Barbarous Outrage
A few weeks since an individual in Ghent, Carroll county , Ky., purchased three negroes - a mother and her two children - one of the latter, a girl some eight or nine years of age, being an idiot. In consideration of his taking the idiot child off the hands of the former owner, he got the mother and the other child at a very low price.
The child was given up into the hands of an old negro woman, in a cabin some distance from the owner's residence, to be taken care of . Having occasion, however, for the service of the woman about his premises, the idiot was left in the cabin. Finding it a great burden, he offered to give any one who would take it a hundred dollars.
This offer was promptly accepted by a man who was standing by, who, in turn offered fifty dollars to any one who would take it from him. The offer was acceded to by a third person, who immediately offered twenty-five dollars to any one to take it on the conditions on which he had done. A customer was not long wanting - the bargain was struck, and the twenty-five dollars paid.
The fellow into whose hands the idiot last fell, in company with another, proceeded to the cabin, some two miles distant, on a cold frosty morning, took the child out almost naked and barefooted, and drove it before them almost the whole distance - her feet having been cut by the hard, frosty ground.
The monsters took the child to a salt or store boat, lying up there, and for a while amused themselves by placing her on a hot stove, with her bare feet, burning them most horribly, and applying them to different parts of her body. The owner of the boat coming, in, ordered the fellows to leave his premises, which they did.

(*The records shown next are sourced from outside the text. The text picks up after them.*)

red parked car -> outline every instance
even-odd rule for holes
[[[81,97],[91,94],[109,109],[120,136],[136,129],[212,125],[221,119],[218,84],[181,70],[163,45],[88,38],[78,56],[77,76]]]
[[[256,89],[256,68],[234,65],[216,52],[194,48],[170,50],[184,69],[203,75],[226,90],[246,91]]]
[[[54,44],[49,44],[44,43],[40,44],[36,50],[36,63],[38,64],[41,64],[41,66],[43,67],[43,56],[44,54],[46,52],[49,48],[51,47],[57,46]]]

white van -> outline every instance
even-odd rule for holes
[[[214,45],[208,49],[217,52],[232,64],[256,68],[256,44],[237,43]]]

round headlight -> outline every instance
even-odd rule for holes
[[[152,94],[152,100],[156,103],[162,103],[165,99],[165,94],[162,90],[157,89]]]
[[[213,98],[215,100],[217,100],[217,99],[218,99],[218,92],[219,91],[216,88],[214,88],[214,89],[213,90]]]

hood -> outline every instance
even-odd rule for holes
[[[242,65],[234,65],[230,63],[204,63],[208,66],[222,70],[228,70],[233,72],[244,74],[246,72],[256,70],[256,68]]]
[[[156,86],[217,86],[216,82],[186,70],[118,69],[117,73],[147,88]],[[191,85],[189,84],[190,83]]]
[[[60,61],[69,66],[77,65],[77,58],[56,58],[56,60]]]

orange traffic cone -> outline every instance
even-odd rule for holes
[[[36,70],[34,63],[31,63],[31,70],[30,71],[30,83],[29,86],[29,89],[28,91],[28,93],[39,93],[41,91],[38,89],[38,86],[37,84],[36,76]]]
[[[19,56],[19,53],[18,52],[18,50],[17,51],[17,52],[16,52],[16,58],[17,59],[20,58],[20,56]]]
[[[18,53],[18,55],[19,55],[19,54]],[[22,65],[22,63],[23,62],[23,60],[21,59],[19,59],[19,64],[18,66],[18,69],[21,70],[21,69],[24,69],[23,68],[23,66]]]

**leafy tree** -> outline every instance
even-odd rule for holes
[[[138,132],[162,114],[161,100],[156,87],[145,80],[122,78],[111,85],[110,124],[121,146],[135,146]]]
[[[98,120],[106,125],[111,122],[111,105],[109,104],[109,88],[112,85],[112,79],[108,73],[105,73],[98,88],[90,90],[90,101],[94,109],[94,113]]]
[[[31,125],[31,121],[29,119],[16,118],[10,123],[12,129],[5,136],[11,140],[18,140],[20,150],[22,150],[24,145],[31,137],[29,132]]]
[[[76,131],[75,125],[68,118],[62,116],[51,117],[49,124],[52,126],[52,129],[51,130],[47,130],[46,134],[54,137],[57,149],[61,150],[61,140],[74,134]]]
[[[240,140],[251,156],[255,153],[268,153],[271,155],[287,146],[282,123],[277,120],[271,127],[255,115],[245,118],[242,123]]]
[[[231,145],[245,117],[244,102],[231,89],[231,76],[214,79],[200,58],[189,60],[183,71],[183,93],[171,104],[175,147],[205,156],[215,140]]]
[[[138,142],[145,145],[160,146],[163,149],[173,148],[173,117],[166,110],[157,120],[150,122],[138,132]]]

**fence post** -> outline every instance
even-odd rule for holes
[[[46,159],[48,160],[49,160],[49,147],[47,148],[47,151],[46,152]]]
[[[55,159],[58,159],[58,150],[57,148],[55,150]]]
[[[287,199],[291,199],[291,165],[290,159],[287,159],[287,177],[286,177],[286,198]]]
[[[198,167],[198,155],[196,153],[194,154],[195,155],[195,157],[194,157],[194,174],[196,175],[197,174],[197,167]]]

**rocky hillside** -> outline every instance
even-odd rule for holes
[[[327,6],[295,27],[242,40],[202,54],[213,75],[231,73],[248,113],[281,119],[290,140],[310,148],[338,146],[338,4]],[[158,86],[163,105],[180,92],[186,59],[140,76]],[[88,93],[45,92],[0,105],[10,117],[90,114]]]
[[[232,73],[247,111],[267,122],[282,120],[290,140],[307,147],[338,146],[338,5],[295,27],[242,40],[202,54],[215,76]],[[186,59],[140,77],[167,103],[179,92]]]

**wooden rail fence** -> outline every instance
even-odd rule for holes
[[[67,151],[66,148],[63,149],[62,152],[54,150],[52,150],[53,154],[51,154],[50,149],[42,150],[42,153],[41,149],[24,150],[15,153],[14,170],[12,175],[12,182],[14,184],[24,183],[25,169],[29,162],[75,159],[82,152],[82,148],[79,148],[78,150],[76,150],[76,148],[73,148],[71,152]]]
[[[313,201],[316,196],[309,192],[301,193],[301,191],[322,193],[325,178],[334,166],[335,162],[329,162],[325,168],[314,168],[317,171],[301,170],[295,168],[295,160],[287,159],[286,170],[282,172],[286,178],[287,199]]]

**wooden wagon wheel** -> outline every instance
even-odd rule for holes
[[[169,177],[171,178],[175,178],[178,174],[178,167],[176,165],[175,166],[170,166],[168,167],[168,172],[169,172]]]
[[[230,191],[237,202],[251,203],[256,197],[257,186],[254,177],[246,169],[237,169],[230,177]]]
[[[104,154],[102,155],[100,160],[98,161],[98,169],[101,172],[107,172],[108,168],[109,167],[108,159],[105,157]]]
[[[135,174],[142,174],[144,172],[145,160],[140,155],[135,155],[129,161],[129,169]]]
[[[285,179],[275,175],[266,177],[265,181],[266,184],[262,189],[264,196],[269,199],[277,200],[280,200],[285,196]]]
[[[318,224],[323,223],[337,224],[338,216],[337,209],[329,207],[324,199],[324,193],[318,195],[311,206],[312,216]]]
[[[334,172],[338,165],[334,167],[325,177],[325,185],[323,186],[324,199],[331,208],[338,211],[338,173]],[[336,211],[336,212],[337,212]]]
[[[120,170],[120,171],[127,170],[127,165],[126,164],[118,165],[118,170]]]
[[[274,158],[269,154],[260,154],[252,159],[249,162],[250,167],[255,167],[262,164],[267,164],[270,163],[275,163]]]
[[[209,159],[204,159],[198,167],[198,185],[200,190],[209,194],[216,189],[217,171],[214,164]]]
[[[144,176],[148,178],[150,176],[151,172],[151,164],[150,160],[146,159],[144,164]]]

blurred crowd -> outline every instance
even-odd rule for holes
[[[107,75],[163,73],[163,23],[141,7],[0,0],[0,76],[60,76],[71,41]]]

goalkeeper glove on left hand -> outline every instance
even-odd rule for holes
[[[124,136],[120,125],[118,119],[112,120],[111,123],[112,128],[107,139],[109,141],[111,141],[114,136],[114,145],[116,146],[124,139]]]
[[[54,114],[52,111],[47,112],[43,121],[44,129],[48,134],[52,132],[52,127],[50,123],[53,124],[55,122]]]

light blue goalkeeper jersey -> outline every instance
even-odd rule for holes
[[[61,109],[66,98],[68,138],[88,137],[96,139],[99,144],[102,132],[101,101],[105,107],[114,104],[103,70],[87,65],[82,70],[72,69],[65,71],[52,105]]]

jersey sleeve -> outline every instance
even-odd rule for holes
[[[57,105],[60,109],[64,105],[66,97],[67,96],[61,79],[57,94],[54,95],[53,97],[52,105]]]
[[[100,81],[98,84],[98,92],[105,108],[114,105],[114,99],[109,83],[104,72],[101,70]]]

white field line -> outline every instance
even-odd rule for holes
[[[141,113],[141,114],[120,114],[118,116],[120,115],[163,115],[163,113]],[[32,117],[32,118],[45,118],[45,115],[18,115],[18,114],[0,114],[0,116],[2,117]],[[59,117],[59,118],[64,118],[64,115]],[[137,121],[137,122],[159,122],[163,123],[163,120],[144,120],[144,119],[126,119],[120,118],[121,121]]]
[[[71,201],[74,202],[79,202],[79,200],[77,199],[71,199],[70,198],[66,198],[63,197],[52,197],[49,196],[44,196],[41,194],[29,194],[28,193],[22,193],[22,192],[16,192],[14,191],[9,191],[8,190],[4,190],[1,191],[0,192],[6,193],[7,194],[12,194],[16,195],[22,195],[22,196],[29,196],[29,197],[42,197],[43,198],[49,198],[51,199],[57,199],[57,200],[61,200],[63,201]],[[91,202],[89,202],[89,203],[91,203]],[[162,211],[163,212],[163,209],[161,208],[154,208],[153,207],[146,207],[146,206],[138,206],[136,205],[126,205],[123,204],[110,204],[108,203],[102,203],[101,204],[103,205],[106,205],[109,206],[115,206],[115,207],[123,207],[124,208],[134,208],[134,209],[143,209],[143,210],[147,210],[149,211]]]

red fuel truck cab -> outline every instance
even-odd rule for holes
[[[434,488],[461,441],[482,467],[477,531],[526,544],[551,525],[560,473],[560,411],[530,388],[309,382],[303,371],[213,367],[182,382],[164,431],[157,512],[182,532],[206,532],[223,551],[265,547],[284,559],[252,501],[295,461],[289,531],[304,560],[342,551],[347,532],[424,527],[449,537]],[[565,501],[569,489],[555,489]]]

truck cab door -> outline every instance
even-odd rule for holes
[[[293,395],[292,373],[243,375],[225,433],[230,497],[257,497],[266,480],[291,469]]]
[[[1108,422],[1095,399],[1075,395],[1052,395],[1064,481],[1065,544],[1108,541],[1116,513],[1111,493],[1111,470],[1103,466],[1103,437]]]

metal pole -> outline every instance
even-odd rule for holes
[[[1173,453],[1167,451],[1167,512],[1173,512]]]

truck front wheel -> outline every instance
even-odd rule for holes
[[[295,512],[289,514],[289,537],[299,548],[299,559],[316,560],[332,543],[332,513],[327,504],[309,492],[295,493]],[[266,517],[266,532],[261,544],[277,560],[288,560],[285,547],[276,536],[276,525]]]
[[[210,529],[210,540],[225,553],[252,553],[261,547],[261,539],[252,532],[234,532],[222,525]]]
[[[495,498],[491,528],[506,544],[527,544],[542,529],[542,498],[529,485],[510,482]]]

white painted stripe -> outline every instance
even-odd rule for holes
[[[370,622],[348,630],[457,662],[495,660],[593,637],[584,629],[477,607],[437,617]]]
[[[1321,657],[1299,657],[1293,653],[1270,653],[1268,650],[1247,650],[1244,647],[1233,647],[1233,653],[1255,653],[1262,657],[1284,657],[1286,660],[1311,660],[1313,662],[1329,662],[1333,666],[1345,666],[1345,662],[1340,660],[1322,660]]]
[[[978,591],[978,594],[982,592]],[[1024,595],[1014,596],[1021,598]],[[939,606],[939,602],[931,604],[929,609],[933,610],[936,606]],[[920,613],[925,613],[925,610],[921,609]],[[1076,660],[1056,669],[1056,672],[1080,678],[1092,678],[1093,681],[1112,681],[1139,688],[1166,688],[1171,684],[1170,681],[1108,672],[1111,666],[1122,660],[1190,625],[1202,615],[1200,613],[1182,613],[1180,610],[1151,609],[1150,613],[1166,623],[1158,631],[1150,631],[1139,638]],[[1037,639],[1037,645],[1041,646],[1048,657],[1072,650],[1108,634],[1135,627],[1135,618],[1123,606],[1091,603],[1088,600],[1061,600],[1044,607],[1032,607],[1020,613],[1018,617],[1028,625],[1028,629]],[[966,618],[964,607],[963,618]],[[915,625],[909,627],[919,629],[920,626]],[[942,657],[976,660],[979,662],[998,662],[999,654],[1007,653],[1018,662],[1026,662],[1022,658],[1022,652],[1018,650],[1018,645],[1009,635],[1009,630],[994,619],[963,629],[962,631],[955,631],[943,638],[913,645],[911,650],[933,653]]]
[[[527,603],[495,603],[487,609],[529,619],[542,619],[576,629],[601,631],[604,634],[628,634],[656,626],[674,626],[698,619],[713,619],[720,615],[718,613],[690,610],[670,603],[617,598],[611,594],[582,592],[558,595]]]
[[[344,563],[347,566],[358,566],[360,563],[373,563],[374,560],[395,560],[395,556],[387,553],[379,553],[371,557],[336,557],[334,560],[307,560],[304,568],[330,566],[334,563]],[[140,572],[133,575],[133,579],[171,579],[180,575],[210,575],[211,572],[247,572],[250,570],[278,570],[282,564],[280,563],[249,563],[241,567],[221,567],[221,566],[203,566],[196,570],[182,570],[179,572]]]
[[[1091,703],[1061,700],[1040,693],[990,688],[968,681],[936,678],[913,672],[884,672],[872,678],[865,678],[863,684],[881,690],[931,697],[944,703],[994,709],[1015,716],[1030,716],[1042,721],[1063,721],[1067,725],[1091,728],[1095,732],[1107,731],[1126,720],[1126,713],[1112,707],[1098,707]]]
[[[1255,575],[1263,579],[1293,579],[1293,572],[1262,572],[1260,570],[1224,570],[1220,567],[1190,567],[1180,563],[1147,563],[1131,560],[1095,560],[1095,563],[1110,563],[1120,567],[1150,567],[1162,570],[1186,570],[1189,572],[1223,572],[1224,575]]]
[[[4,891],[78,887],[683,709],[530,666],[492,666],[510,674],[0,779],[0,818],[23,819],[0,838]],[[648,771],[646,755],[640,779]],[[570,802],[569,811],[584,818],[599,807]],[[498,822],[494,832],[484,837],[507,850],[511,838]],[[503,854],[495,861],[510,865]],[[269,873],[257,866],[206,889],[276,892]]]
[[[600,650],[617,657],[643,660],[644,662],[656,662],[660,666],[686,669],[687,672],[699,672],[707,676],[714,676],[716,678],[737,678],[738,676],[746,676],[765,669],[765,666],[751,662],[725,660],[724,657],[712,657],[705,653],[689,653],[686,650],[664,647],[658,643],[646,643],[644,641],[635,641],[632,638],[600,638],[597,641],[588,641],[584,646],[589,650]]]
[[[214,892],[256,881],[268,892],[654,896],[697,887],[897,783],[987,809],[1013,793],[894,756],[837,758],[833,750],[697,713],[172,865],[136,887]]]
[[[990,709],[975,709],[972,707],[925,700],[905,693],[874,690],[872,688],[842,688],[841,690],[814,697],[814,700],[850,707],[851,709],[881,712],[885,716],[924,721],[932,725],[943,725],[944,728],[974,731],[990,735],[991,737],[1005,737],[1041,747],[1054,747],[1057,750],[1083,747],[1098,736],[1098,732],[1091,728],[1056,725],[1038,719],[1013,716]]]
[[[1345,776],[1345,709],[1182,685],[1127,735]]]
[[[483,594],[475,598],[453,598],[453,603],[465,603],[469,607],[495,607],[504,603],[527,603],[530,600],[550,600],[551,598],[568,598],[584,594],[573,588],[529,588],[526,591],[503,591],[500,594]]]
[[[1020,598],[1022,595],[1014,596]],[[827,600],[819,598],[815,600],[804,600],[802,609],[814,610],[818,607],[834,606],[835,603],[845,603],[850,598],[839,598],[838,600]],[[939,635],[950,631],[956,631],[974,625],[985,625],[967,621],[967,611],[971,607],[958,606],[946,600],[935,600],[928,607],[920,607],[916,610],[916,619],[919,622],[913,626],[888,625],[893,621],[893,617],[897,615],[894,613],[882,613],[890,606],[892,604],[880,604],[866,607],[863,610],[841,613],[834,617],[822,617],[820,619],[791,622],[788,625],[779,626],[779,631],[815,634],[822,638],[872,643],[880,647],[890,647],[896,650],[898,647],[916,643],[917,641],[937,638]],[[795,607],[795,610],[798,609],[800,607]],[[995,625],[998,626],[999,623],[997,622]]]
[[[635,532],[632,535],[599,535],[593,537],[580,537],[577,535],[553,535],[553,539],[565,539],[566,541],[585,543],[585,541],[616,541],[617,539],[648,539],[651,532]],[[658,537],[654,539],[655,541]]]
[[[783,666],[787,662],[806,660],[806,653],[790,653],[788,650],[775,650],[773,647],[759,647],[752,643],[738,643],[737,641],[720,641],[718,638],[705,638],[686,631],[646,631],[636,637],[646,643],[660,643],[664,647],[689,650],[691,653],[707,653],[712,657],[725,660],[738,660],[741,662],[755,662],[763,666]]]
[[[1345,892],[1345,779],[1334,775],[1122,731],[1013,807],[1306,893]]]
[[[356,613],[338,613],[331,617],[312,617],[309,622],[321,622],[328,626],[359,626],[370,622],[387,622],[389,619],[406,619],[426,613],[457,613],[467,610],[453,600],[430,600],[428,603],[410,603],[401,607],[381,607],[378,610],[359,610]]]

One of the rascals then procured a skiff, put the child into it and proceeded down the river. He shortly after returned without the child; and upon being asked what he had done with it, refused to give any satisfaction. A flat boat coming along in the course of a few hours, he jumped into it, and has not since been heard of. The child was doubtless drowned, or left upon the bank of the river to die.
The affair has created considerable feeling among the community in which it took place, and the individual who purchased the family is greatly distressed. He doubtless offered and paid the $100 in good faith, believing it would be amply sufficient compensation for the trouble of taking care of the idiot. He has offered a reward for the recovery of the child. It is to be hoped that the villains concerned in torturing and making away with the idiot will be arrested and severely punished.
P.S. - Since writing the above, we find a paragraph in the Madison Banner, in which it is said that a fellow named Ross, Alias Crawford, has been arrested in Madison, supposed to be the scoundrel who took the skiff. He is now in jail in that city. - New Albany (Ind.) Ledger, Jan. 30.